Update 11: Friday 12 January 2024

Together, with ALWS, your support is helping Ukrainian families devastated by war access help. 

Here are the key ways we’re responding: 

  • Building bomb shelters under schools so children can return to schooling

  • Providing psychological support for displaced children

  • Providing emergency food and water for families

  • Renovating 1500 apartments in Kharkiv so displaced families can return home. 

The video below captures the journeys of families returning home after having their apartments renovated at the end of 2023. 

The video is 13 minutes long …but worth every moment of your time.

You’ll need a box of tissues – especially at the 5 minute, 8.30 minute and 10.30 minute marks – because you will see you are rebuilding hearts, not just homes.

When you watch the news, and see the horrors of the world, you can feel far away, and powerless to make a difference …


… but in the video above you will see that through ALWS, and our partner LWF, working with UNHCR, you are right there on the front line in Ukraine.

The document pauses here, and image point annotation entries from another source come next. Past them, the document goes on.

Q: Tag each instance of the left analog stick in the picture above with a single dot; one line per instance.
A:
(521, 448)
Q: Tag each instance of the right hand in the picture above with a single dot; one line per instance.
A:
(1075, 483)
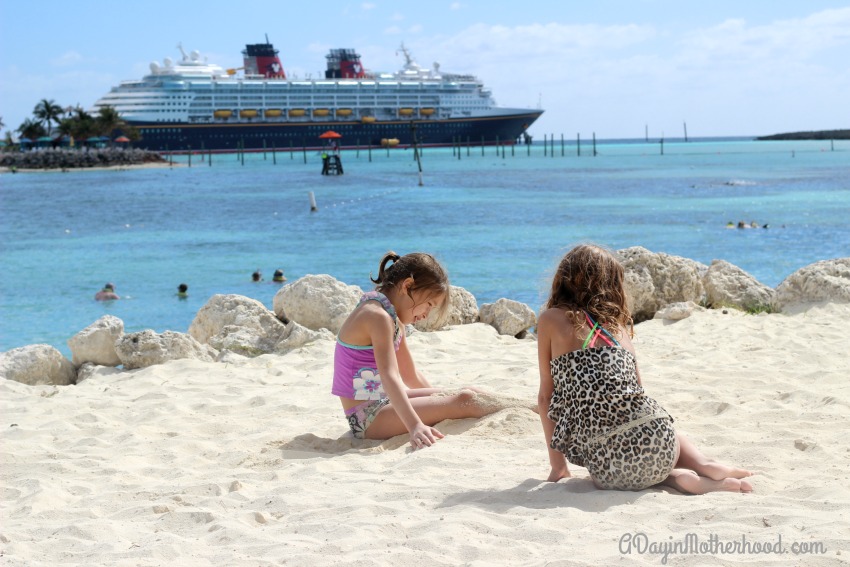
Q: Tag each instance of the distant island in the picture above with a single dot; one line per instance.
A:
(815, 135)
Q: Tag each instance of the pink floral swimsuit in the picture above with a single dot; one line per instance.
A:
(356, 373)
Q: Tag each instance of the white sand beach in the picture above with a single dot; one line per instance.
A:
(249, 462)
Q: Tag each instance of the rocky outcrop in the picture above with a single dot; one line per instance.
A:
(828, 280)
(96, 343)
(244, 326)
(37, 365)
(146, 348)
(678, 311)
(727, 285)
(653, 280)
(316, 302)
(463, 309)
(508, 317)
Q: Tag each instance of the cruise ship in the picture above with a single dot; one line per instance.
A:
(191, 105)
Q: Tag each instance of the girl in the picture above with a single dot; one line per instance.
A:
(591, 401)
(372, 364)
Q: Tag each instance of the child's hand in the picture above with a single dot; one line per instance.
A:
(424, 436)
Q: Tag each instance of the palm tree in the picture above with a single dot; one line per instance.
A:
(48, 111)
(31, 129)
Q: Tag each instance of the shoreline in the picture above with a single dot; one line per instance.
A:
(117, 167)
(251, 462)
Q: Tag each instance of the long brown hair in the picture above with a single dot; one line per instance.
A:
(590, 278)
(428, 275)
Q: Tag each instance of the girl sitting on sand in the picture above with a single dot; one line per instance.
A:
(591, 401)
(372, 364)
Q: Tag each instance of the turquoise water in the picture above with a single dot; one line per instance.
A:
(498, 223)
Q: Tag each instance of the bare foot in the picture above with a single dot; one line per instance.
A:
(719, 471)
(689, 482)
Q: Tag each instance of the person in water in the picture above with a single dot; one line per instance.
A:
(107, 293)
(381, 391)
(594, 410)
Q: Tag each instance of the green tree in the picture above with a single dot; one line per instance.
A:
(31, 129)
(48, 112)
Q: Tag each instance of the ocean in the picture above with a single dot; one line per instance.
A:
(498, 221)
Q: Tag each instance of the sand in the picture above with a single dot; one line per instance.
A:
(249, 462)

Renovating hundreds of apartments for families like Irinya’s.


Your kindness means Irinya’s home is where your heart is – thank you.



Our LWF partners in Ukraine have shared how rebuilding apartments impacts Ukrainian families and their key activities:

The LWF shelter program primarily focuses on apartment rehabilitation, emphasizing not only the physical aspects but also addressing the comprehensive needs of families during their reinstallation process. This includes providing essential mental health and psychosocial support, legal assistance for recovering lost documents—especially house ownership papers—and the distribution of non-food items (nFI) and household appliances. 

Regarding apartment rehabilitation, we categorized the efforts into three types: 

  • Light repairs, involving windows and doors. 

  • Medium repairs, encompassing windows, doors, walls, and ceilings. 

  • Heavy repairs, which include windows, doors, walls, ceilings, plumbing, and electrical systems. 

On average, the repair costs for each house amount to $4,500. However, this figure may vary depending on the extent of the work required and the size of the house.


ALWS is organising a Walk My Way Ukraine in Brisbane on Saturday 11 May. One way you can provide help to Ukrainian families is by joining the Walk, or sponsoring a Walker:

Update 10: Thursday 11 January 2024


Photo: LWF / Anatoliy


What you see in the photo is the start of your repair work.

Just before Christmas, the last of 525 repaired and renovated apartments in Kharkiv was handed over to families who had been forced out.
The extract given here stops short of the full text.